IVF clinics from different countries and regions set up booths to promote themselves during an expo held in southwestern Chinese city of Chengdu. (Photo: CGTN)
Like most parents, Huang Jiang's happiest moment is when he stays with his daughter. One and a half years ago, the 34-year-old man from Beijing took in-vitro fertilization, or IVF treatment in Thailand.
“My wife was suffering from a kind of disease back then and the doctor suggested that resorting to IVF would be a lot better,” Huang told CGTN.
The couple first tried the widely-used technology in a Beijing hospital but failed.
“We were kind of surprised, as we thought the odds of success are big considering my wife's situation,” Huang said. “But the hospital was so crowded and I think the environment was not that good for women. Then we went to Thailand, where the technology is more mature, for another try.”
The couple is not alone in their experiences of going overseas for IVF treatment. Some southeastern Asian countries like Thailand and the US are now some of the most popular destinations for Chinese women attempting to conceive.
“The IVF market in Thailand has seen rapid growth.

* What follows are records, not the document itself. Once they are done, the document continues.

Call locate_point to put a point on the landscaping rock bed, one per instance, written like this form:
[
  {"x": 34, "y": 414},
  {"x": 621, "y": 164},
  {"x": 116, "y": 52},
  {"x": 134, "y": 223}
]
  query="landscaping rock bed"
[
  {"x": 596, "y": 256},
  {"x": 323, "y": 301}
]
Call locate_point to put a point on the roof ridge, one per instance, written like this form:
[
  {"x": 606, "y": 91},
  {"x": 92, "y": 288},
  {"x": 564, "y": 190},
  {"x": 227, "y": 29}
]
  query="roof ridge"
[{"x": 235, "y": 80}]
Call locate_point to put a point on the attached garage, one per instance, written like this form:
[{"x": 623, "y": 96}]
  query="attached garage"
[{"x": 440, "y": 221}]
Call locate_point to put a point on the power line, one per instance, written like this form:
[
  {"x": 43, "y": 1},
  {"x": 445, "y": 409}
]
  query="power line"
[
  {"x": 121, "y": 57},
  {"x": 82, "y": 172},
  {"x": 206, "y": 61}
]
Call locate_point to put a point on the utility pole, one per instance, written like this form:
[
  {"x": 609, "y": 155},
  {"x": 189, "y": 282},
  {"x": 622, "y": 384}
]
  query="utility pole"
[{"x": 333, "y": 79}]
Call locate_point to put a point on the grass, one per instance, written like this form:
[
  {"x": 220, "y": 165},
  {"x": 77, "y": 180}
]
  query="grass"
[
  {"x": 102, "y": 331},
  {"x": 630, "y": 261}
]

We predict the number of Chinese clients to increase by about 40 percent this year. As for our company, the business volume doubles every year,” Mai Liang with the Bangkok-based Thaiyue Healthcare told CGTN. He is responsible for the Chinese market.
Some other countries, such as Russia, are also trying to lure more clients with their own advantages.
“We're seeing more and more Chinese clients. I think they will outnumber those from other countries soon. At the moment, we only have two interpreters for them, but we will have three more in a few months,” said Margarita Meshcheriyakova from the ALTRAVITA IVF Clinic in Moscow. She added that one of their advantages is that they can also provide surrogacy service.
Today, agencies for foreign IVF centers are springing up in Chinese cities to hunt for customers.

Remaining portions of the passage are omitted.